Thursday, 13 September 2012
Bad Design (and Horrible Menus)
I'd like to start by saying sorry for this rant. It's no way to start a blog and I don't even know if it counts towards marks for Game Design or if it's too early for that. It is about design though. About how I hate the new design trends and how they make my life horrible and impossible.
Ok, maybe it's not that bad. But if it takes me more than 10 minutes to figure out how to find my program files then I will get quite frustrated. Unfortunately that's the direction that design seems to be favouring these days. I make myself sound old by remembering the good 'ol days of Windos 95, 98 and XP. Those were much simpler times. Everything you wanted was right there, labelled and organized...in a list....that you could read. Everything had a place in memory and a path that was clearly traced to it. Now, I may be biased because I grew up with these operating systems and know them well, but everything was so linear and straight. You had to dig through folders sometimes, but the search option was always there.
Nowadays everything is pictures and colours. Everyone tries to make things flashier, shinier, "more intuitive" and easier to use but to me it just seems more and more jumbled and bloated and uselessly complicated. Take, for instance, Microsoft Word 2010. The bar at the top is huge, which means I can see less of what I'm typing. Everything on the top bar is pictures! Pictures! I don't read hieroglyphs. I read words. Words make sense to me. A box with squigley lines could be anything. And figuring out what the pictures mean takes far, far longer than reading. And you might say "well I know what the pictures mean so it's easy for me". Yes, you've memorized pictures. Good job. You've also wasted a lot of time and if you don't use Word for a while you'd have to re-learn all of the pictures again. UGH!
The worst menus though, are organized in a table, which makes it so much harder to find something. Is it organized alphabetically horizontally or vertically? Who knows? Maybe it's just randomized and different each time. Because every busy person loves playing that game when you have to match pictures.
Then they made that abomination called Windows 8. As if the Mac OS wasn't hard enough to navigate. I once spent half an hour trying to scan something in the school computer lab because the Mac just saved my files in a random place that I couldn't find. I had no idea what picture to click on for "default file location". That's a pretty abstract concept. I challenge you to draw a picture that describes that to someone.
But I guess this course is teaching us design for games, not operating systems. Games are different. You start a game expecting it to be flashy. You expect to have to explore its intricacies and not know everything right away. No one gets on their computer and thinks "Well, I'm bored. Time to explore the workings of my operating system and find where my word processor ran off to. And maybe I'll sit here and admire the shiny buttons for 10 minutes".
That being said, games should also have interfaces where it's easy to find what you are looking for. No one wants to sit there for hours trying to find how to switch the weapons in their inventory or buy an upgrade for their character. At the same time though, it does look nice if things are flashy as I'm in no rush to put down my game, and besides, it's nice to explore a little sometimes.

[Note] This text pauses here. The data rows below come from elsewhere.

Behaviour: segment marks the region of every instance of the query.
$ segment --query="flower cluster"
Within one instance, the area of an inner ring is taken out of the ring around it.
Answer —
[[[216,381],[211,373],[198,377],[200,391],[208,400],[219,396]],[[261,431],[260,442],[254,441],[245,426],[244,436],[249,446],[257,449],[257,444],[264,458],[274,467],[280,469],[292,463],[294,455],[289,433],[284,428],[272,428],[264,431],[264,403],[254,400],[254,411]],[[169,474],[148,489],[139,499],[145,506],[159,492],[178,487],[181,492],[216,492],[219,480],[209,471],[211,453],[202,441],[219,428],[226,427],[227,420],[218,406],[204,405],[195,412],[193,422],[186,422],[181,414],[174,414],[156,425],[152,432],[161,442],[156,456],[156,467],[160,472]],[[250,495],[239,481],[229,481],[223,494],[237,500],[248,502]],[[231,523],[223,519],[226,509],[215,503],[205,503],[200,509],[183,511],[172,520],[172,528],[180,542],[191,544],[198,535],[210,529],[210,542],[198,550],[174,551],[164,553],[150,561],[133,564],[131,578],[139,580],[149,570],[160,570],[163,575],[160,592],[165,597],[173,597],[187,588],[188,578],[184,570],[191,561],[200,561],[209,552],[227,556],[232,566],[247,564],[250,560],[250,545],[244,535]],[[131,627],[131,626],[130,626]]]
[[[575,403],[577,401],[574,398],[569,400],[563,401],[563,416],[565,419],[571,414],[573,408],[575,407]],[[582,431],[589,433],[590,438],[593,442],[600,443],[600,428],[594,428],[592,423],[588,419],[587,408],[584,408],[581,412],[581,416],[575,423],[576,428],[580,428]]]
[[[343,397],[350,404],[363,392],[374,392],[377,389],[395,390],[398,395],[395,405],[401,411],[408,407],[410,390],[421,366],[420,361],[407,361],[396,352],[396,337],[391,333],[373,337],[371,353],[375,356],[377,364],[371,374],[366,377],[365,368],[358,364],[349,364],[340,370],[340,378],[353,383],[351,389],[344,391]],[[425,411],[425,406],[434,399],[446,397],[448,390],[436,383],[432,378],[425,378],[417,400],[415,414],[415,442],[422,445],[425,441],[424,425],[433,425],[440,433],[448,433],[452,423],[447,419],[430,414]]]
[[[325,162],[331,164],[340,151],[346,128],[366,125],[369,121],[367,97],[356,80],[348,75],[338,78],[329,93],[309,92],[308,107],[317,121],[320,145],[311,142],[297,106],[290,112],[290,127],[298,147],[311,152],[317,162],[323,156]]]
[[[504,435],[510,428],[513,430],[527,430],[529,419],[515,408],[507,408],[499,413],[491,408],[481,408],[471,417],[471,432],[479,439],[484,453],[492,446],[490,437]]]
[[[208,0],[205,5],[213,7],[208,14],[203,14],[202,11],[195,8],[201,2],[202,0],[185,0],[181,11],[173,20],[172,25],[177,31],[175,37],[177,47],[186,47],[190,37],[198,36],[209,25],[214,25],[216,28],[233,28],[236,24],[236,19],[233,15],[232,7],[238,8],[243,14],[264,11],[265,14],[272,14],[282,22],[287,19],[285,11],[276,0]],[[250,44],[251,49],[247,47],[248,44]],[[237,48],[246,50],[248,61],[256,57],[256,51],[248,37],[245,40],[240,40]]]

One notable problem I've had with games is that I could not figure out the controls. I would press every button on the keyboard and not find what does what (*cough* Limbo *cough*). All games should at least have some sort of place in their menu where they state their controls if they do not teach you how to do things. Also, if the HUD is not very clear, or the inventory is hard to find, their locations and purposes should be stated somewhere or taught interactively.
Interactive tutorial levels are pretty awesome, or at least I think so. I'm glad they take my hand and walk me through everything before they throw me in with all of the pros that have been playing the game non-stop for eons. As long as it's kept short (or optional) for the people who know what they're doing, it helps greatly.
I guess I don't always realize how important design is. It can mean the difference between someone buying your software or not - and the difference between someone buying your game and recommending it to someone or smashing it to pieces in frustration.